Het doel van een verplichting van de AOV is een financieel vangnet voor zelfstandigen die arbeidsongeschikt raken; het zorgt dat werkenden zich kunnen verzekeren tegen dit risico. De AOV voorkomt ook dat risico’s worden afgewenteld op het collectief, waarbij niet-verzekerde zelfstandigen bij arbeidsongeschiktheid in de met publieke middelen gefinancierde bijstand terecht komen. Tenslotte draagt het bij aan het gelijker trekken van de bescherming en behandeling van zelfstandigen en werknemers.
- Het wordt een publieke verzekering (beoogde uitvoerder is het UWV) met een acceptatieplicht.
- De premie bedraagt naar schatting 7,5 tot 8% van het “laatste verdiende” ondernemersinkomen (grof gezegd: omzet minus kosten).
- Er wordt premie betaald over het inkomen tot 143% van het minimumloon (minimumloon bedraagt nu € 1.934 per maand). Je betaalt dus premie over het inkomen tot € 33.187. Daarboven behoeft er geen premie betaald te worden.
- De maximale premie per maand wordt dan iets meer dan € 200 per maand (1,43 * € 1.934 * 7,5% premie = € 207,42). De premies zijn fiscaal aftrekbaar.
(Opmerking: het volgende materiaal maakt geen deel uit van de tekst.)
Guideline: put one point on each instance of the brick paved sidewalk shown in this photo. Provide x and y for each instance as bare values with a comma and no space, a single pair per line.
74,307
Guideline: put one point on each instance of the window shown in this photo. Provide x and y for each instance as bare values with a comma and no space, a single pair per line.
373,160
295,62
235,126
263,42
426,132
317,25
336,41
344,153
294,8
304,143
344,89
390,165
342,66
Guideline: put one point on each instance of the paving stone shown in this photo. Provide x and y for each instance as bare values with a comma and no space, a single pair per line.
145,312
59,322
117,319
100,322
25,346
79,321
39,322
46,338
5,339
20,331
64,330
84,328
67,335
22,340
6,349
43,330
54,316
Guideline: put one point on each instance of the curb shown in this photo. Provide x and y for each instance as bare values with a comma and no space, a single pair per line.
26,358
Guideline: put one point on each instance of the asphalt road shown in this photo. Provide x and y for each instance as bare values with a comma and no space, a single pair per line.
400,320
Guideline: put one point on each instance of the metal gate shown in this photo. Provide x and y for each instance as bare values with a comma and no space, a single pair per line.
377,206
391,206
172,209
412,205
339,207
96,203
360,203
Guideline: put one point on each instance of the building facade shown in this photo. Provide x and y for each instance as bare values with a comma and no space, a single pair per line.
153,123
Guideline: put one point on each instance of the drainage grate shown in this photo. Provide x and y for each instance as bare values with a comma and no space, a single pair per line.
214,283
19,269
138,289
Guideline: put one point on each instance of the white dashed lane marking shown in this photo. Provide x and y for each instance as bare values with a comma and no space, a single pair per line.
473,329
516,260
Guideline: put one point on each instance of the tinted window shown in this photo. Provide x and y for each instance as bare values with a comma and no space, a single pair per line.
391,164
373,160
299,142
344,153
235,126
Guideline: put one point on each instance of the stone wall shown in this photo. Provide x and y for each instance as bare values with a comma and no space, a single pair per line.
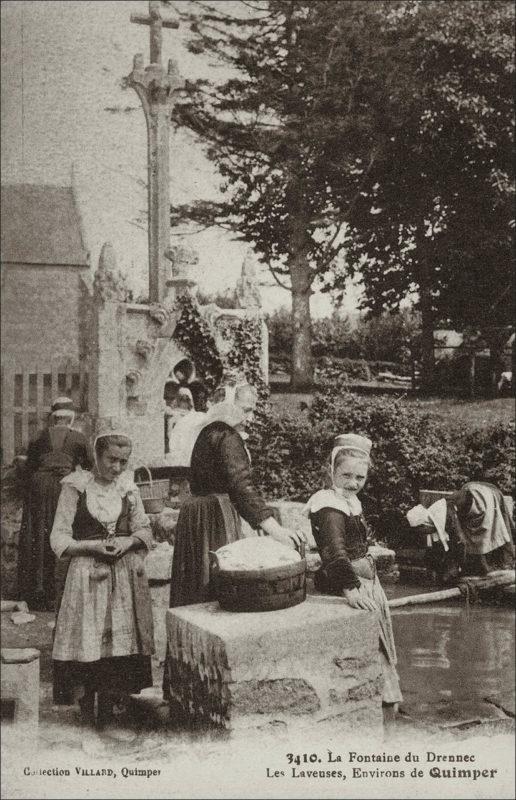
300,667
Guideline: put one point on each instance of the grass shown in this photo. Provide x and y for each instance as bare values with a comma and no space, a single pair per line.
476,413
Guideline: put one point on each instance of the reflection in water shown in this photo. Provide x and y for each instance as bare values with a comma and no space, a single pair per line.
455,652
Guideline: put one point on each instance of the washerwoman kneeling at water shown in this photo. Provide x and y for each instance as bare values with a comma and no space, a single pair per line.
340,531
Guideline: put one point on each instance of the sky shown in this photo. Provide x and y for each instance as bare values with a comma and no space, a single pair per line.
62,66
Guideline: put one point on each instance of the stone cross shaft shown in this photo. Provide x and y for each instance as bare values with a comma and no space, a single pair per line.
155,88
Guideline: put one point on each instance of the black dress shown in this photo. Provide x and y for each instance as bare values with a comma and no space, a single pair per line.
222,492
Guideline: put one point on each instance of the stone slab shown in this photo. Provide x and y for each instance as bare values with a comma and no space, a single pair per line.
160,601
298,666
19,686
454,713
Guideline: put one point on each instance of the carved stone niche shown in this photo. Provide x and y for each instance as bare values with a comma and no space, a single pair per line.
132,382
144,348
158,313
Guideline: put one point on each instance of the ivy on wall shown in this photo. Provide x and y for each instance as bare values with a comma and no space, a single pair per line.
193,334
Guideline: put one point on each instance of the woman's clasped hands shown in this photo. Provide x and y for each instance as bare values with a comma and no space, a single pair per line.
110,551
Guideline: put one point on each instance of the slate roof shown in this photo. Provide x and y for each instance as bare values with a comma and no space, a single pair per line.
41,225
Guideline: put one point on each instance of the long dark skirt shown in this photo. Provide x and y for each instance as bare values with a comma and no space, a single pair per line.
119,675
204,525
36,561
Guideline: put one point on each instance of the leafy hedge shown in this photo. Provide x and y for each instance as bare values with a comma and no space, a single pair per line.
390,337
412,450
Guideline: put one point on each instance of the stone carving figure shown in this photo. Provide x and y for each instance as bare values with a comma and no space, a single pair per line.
247,291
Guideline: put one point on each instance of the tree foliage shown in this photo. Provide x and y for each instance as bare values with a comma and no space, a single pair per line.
437,214
315,96
392,116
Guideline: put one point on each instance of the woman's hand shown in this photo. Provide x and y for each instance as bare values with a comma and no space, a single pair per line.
286,536
98,549
358,600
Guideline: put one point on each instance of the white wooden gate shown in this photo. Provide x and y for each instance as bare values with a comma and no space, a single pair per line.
27,395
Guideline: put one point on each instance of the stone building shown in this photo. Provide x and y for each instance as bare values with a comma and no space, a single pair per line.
45,312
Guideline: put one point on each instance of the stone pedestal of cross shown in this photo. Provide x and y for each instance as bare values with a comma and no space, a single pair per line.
155,87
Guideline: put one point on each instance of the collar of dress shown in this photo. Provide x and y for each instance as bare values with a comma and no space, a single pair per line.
329,498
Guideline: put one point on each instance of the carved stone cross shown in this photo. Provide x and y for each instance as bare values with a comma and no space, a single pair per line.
156,23
155,88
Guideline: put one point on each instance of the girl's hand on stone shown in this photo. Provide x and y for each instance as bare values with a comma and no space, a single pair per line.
357,600
101,554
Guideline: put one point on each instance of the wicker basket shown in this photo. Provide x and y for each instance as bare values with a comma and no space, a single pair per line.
267,589
153,493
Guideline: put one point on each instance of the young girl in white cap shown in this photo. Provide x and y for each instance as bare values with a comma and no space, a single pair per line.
104,631
54,453
340,530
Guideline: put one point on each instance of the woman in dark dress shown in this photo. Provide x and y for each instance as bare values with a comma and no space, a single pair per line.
341,533
56,452
223,492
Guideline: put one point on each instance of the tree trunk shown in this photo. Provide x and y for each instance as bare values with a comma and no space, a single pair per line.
427,378
302,366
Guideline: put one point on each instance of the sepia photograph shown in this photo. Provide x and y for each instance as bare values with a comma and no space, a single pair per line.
257,399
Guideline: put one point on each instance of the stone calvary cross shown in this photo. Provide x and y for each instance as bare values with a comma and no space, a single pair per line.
155,88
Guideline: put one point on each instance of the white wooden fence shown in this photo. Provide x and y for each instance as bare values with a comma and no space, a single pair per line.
27,395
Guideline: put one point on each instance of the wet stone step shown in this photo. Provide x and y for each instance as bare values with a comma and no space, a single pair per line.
452,713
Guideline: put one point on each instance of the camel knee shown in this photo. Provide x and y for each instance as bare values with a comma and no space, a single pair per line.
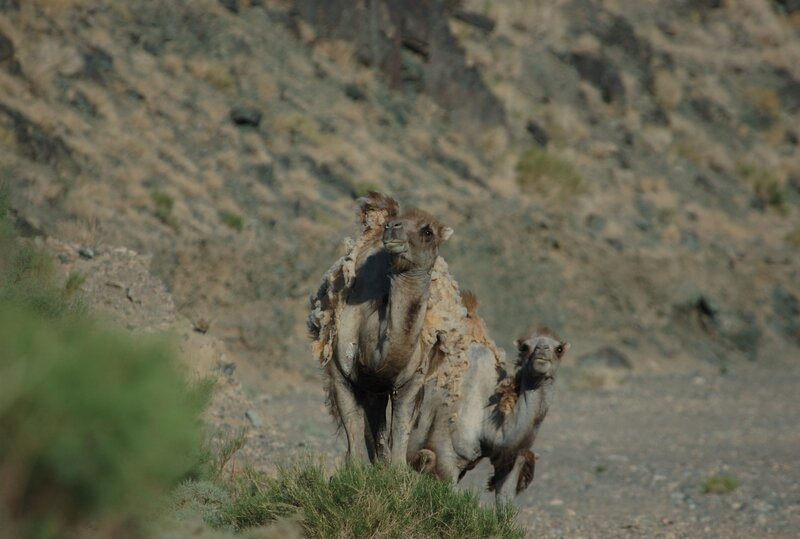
424,461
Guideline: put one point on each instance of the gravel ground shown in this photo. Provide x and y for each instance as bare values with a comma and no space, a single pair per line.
630,461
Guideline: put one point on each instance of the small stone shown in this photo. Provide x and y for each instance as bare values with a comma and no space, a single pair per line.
230,5
538,133
354,92
6,48
246,116
254,418
607,356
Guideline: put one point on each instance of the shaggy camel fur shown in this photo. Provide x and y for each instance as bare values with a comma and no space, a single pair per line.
496,417
385,315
- Hoe lager het inkomen, hoe lager de premie, maar dus ook hoe lager de uitkering. Vooralsnog is er geen sprake van een ondergrens.
- Er komt een wachttijd van een jaar. Dat betekent dat zelfstandigen een jaar ziekte zelf moeten overbruggen voordat ze een uitkering krijgen. Natuurlijk kan iemand zich via een private partij verzekeren voor dat wachtjaar.
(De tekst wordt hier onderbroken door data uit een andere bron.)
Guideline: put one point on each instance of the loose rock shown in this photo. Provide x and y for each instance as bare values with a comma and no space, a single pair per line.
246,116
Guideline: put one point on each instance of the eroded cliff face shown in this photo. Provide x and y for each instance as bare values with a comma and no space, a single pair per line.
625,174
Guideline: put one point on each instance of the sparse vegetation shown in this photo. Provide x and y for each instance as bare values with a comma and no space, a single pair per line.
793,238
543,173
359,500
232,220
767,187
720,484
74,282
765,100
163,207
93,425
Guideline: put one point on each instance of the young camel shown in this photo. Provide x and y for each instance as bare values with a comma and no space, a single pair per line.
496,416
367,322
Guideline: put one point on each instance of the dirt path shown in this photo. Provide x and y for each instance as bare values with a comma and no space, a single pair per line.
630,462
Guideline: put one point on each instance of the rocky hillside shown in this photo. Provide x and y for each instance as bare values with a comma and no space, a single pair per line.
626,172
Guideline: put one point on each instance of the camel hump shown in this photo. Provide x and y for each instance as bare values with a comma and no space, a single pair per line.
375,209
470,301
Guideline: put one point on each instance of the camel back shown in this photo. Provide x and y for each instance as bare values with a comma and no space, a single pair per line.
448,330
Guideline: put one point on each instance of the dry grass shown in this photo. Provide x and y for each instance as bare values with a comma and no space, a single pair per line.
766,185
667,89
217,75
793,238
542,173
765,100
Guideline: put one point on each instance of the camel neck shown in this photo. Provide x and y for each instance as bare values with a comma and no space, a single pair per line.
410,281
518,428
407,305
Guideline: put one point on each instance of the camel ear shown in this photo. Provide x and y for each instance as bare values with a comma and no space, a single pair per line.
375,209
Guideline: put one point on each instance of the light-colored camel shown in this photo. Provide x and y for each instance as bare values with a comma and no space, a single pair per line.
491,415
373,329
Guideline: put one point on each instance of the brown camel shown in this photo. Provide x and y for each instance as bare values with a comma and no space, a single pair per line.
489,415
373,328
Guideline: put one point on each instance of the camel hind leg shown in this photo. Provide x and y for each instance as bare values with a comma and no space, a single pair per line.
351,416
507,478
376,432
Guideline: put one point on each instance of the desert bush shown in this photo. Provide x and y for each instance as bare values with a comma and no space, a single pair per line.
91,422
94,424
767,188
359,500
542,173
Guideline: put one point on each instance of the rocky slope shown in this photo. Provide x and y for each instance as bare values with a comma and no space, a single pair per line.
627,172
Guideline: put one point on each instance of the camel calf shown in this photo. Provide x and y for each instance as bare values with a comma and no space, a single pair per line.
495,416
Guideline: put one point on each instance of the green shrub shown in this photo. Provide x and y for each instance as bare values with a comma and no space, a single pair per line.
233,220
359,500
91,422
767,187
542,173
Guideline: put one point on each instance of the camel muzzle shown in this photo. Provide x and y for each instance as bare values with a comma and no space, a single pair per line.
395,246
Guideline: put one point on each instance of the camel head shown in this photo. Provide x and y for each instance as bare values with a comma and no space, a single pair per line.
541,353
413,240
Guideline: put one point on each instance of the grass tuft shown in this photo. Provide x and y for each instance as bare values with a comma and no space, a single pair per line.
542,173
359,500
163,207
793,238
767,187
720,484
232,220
- De verplichting gaat gelden voor alle IB-ondernemers (ondernemers voor de inkomstenbelasting, met en zonder personeel) en meewerkende echtgenoten. Een IB-ondernemer is bijvoorbeeld iemand met een eenmanszaak (ook dan kan er personeel in dienst zijn). Aanvankelijk was het plan om de verplichting te laten gelden voor zzp’ers, maar daar kan de belastingdienst niet mee uit de voeten.
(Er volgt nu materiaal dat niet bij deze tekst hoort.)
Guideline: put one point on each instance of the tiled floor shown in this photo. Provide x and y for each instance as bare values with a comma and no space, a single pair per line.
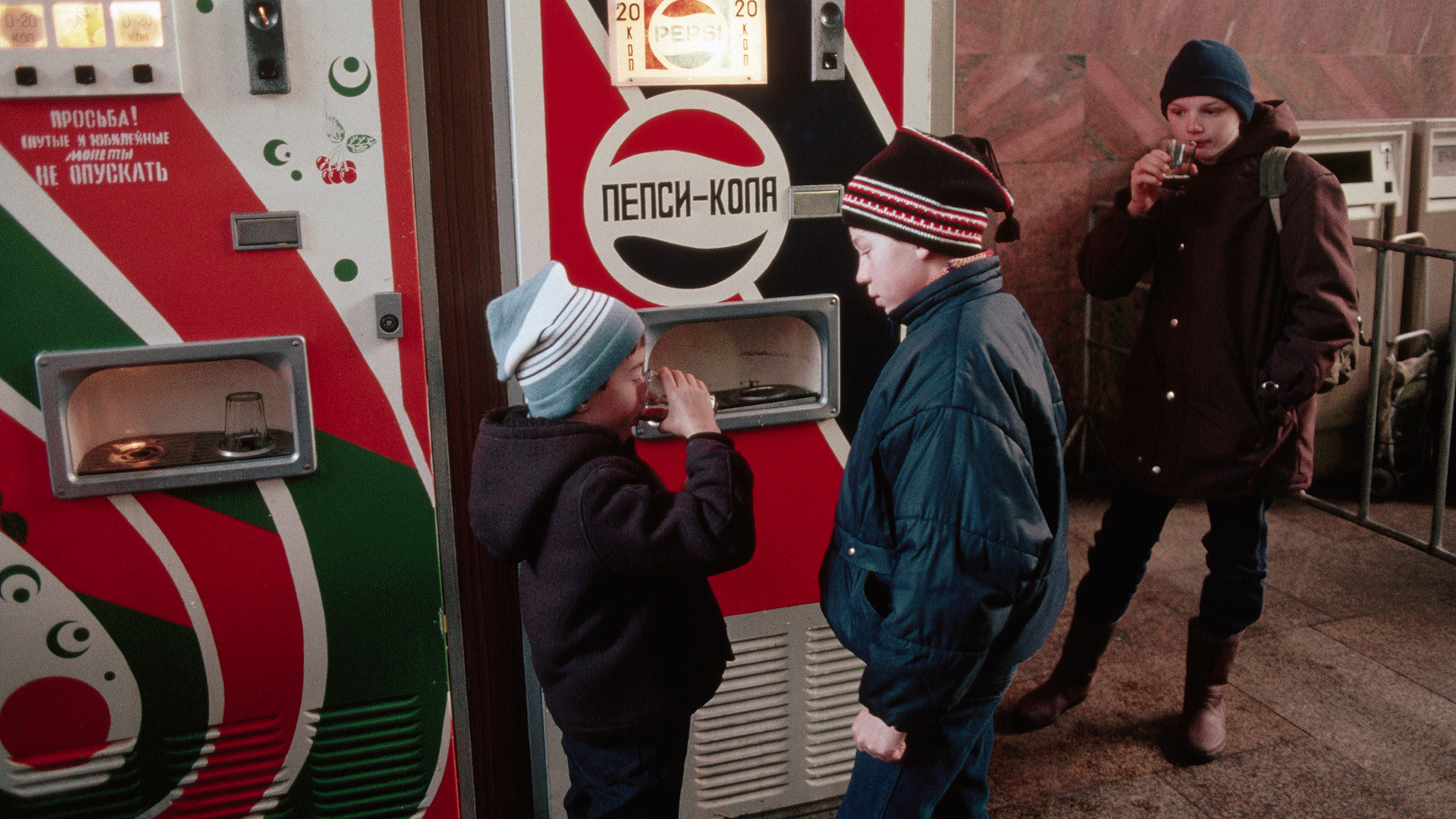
1343,698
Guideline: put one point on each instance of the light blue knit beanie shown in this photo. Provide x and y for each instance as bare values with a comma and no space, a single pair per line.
558,340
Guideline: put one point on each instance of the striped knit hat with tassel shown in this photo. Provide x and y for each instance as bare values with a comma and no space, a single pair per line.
932,193
558,340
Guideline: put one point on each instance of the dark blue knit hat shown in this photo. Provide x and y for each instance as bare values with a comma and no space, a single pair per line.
1207,67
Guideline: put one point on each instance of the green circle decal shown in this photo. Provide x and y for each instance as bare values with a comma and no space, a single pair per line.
350,64
271,153
346,270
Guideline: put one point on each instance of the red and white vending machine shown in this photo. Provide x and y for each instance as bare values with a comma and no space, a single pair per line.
220,585
686,156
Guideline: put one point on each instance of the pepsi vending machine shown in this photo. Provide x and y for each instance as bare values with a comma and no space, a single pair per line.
686,156
220,585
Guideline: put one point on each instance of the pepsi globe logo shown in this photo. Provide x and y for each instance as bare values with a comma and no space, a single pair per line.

- De verplichting geldt niet voor directeur -grootaandeelhouders (dga’s) van een BV en niet voor “resultaatgenieters” (wanneer iemand geen ondernemer is, maar wel inkomsten heeft, bijvoorbeeld naast een baan). Mocht het uitvoeringstechnisch haalbaar worden, dan kunnen dga’s alsnog onder de verplichting vallen.
- Het kabinet onderzoekt nog of een opt-out mogelijk is. Dat betekent dat een zelfstandige de keuze krijgt om in plaats van deze verzekering een private verzekering af te sluiten. Die moet minstens dezelfde dekking en premie hebben als de publieke verzekering. De minister wil daarbij dat deze privaatverzekerden via een stabiliteitsbijdrage meebetalen aan het collectief.
- Het kabinet ziet onderlinge waarborgfondsen niet als alternatief voor de verplichte verzekering. Volgens het kabinet doen zulke fondsen af aan de uitlegbaarheid van het stelsel Aanvullend acht het kabinet zulke waarborgfondsen juridisch kwetsbaar.